From the side of the central nervous system : paresthesia, numbness of the tongue, dizziness and distraction, ringing in the ears, drowsiness, feeling of heat, cold or numbness, tinnitus, trembling, unusual anxiety, agitation, nervousness or anxiety, diplopia, confusion , convulsions.Possibly unconsciousness or minor convulsions that can last from a few seconds to several minutes.

From the cardiovascular system : acute hypotension, bradycardia, arrhythmias, and cardiovascular collapse.

Treatment: Symptomatic – Ensure free airway, oxygen utilization, carbon dioxide removal, oxygen administration and / or artificial respiration.To relieve seizures, it is necessary to administer succinylcholine at a dose of 50-100 mg and / or diazepam at a dose of 5-15 mg. It is also possible to use short-acting barbiturates (sodium thiopental). In the acute phase of lidocaine overdose, dialysis is ineffective.

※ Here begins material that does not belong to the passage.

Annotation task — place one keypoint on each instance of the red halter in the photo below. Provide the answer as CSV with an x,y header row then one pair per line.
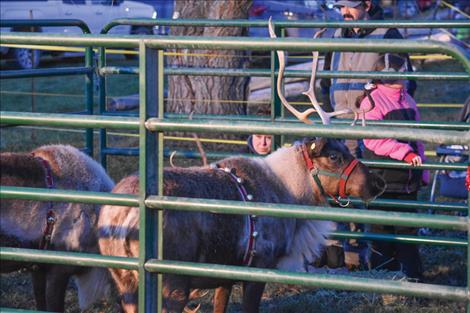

Interaction with other drugs

Antiarrhythmic drugs: There is evidence of paralysis or cardiac arrest in patients who received lidocaine with amiodarone or tocainide. Disturbance of consciousness has been observed when used with procainamide.

Antiepileptic drugs: Phenytoin and barbiturates can reduce the concentration of lidocaine in the blood. IV phenytoin enhances the cardiodepressant effect of Lidocainase.

Beta-blockers: When used simultaneously with propranolol, the concentration of lidocaine in plasma is significantly increased. A detailed interaction is observed with nadolol.

H ₂ – antagonists: Cimetidine increases the hepatic metabolism of lidocaine, leading to an increased risk of lidocaine toxicity.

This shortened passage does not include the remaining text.